MS Australia says the disease means the body’s own immune system mistakenly attacks and damages the fatty material — called myelin — around the nerves.

Kerin says swimming helps manage her MS. Source: SBS News / Christopher Tan

Symptoms vary between people and can come and go, including severe pain, walking difficulties, debilitating fatigue, partial blindness and thinking and memory issues.

Karin asked the doctor what the cure was but he simply replied: “There is no cure.”
After 18 years on Christmas Island, Karin made the difficult decision to move to Perth to get better support for her condition.
She says she had a bit of denial about some of her symptoms because she had always been so active and shrugged off the pain.

“As a kid I was very active, I would climb a mountain behind my house … I would ride my bike every day” she said.

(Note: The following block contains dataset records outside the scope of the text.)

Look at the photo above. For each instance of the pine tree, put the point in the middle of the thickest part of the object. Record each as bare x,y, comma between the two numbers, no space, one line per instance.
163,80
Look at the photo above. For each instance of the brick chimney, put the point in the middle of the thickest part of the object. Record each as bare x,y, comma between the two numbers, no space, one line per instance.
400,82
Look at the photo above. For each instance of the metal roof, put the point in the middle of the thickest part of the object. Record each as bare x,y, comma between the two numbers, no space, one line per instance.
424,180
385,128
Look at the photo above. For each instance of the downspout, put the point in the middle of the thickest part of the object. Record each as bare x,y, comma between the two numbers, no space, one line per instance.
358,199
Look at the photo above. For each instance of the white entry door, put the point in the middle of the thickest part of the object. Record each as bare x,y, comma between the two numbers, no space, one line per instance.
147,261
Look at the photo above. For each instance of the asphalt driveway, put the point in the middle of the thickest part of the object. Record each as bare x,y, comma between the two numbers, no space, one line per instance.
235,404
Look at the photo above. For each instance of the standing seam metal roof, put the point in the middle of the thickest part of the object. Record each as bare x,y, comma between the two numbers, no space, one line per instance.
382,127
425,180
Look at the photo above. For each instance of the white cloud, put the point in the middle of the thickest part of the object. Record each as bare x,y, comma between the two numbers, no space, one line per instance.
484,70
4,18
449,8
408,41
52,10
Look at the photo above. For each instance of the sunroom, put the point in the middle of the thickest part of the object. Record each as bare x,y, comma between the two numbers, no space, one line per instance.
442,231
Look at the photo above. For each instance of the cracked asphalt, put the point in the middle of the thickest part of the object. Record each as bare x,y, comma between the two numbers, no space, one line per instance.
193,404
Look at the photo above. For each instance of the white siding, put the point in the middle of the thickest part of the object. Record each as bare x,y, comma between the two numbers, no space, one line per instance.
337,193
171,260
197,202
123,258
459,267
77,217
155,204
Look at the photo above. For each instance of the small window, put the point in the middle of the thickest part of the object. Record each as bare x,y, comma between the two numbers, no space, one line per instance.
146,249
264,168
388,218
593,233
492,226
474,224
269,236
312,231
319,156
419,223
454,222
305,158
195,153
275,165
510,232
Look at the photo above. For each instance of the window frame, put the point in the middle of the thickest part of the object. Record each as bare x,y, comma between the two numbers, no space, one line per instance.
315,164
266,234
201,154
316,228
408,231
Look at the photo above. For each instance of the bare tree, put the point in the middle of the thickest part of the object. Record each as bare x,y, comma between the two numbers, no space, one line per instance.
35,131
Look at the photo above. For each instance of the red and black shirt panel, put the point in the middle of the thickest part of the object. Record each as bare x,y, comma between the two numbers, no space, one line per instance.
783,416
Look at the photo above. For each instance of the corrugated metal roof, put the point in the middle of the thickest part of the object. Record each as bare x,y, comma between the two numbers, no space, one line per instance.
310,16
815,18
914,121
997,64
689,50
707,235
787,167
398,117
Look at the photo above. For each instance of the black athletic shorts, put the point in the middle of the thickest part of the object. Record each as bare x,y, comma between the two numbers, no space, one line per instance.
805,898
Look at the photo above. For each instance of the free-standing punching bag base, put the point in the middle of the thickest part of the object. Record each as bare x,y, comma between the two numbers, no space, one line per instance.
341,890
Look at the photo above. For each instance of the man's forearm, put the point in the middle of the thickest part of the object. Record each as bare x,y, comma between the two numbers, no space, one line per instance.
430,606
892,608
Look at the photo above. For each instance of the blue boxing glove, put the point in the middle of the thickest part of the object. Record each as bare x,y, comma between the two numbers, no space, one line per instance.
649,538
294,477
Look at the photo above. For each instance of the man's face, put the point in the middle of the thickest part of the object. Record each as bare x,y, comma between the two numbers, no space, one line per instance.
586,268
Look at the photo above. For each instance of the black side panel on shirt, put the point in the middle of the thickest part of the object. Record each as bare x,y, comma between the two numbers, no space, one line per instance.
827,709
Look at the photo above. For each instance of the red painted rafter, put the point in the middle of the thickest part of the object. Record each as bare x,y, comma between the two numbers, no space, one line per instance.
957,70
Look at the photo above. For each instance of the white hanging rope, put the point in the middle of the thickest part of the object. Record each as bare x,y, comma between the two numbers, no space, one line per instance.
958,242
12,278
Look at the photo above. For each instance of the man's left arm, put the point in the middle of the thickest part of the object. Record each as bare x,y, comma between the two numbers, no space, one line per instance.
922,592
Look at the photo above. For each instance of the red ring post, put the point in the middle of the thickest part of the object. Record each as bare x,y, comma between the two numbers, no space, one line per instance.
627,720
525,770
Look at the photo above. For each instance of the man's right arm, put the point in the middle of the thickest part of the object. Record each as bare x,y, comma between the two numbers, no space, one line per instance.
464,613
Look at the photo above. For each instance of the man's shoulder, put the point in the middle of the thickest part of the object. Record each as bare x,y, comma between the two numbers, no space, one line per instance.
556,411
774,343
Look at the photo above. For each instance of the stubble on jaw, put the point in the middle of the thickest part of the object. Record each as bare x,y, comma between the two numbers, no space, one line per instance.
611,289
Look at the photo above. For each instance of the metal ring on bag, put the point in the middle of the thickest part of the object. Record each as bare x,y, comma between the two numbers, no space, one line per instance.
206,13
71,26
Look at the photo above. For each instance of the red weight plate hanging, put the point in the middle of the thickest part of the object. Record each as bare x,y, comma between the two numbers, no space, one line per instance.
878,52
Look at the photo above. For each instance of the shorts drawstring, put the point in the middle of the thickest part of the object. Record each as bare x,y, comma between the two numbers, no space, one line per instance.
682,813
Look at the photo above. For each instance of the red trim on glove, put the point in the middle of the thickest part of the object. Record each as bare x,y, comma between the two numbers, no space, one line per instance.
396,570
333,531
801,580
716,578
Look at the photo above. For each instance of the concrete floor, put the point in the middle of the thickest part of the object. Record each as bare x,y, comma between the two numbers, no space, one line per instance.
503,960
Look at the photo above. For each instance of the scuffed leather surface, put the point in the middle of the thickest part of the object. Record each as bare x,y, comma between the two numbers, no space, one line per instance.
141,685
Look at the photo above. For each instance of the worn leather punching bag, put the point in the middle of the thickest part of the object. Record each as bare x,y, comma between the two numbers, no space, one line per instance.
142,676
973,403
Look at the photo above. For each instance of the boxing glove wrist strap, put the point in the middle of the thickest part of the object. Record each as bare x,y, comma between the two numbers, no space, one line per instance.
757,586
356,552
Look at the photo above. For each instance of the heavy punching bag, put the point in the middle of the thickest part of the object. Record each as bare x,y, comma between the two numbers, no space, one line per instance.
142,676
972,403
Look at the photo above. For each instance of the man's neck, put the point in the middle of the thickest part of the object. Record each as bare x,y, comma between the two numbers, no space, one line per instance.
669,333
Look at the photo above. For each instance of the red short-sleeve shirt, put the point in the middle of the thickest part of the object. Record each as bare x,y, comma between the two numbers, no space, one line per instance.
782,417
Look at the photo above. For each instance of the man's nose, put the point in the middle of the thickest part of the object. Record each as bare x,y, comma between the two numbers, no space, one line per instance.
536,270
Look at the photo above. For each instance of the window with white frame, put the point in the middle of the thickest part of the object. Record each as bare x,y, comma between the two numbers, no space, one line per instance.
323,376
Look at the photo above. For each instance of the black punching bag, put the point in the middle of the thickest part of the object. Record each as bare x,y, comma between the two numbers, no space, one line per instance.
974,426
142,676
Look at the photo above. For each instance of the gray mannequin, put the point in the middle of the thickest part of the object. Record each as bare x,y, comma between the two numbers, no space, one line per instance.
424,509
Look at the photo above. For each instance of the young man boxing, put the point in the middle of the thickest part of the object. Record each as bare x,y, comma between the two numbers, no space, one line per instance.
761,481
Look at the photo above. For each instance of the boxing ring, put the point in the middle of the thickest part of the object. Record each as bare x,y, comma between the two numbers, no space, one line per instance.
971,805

Her symptoms now also include difficulty standing and moving, which has been a blow to the former marathon runner.
There were no psychologists on Christmas Island to help Karin with her mental health, which has suffered because of MS.
She wants others to get diagnosed and get the help they need — what she wishes she did.
There are more than 33,000 Australians living with MS and on World MS Day (Thursday 30 May) a new MS Australia report has revealed the urgent need for increased investment in research and awareness of the disease.
MS Australia says the number of people diagnosed with the disease is increasing at an alarming rate.

The report has revealed the average time to diagnosis has reduced from five years to just under four years, which is a positive sign as earlier detection of MS would empower experts to shut down the attack on the brain much earlier.

The organisation’s head of research Julia Morahan told SBS World News MS can be delayed or significantly halted from the time it is first seen in the clinic.
“The key thing is for most people to get an MRI which will aid in the diagnosis.”
“It’s never too late to get a diagnosis – treatments are available in Australia and they are very effective.
“We have a lot of treatments now for the relapsing form of MS in Australia, and most of them are subsidised on the Pharmaceutical Benefits Scheme.”
For Karin, treatments include swimming — which is low impact on her joints — and yoga.
Common MS treatments in Australia include immunotherapies, which work by modifying the activity of the immune system to slow the frequency and severity of attacks to the central nervous system.

Corticosteroid medication is also prescribed, which is used to reduce symptoms from an acute flare up easing inflammation at the affected site.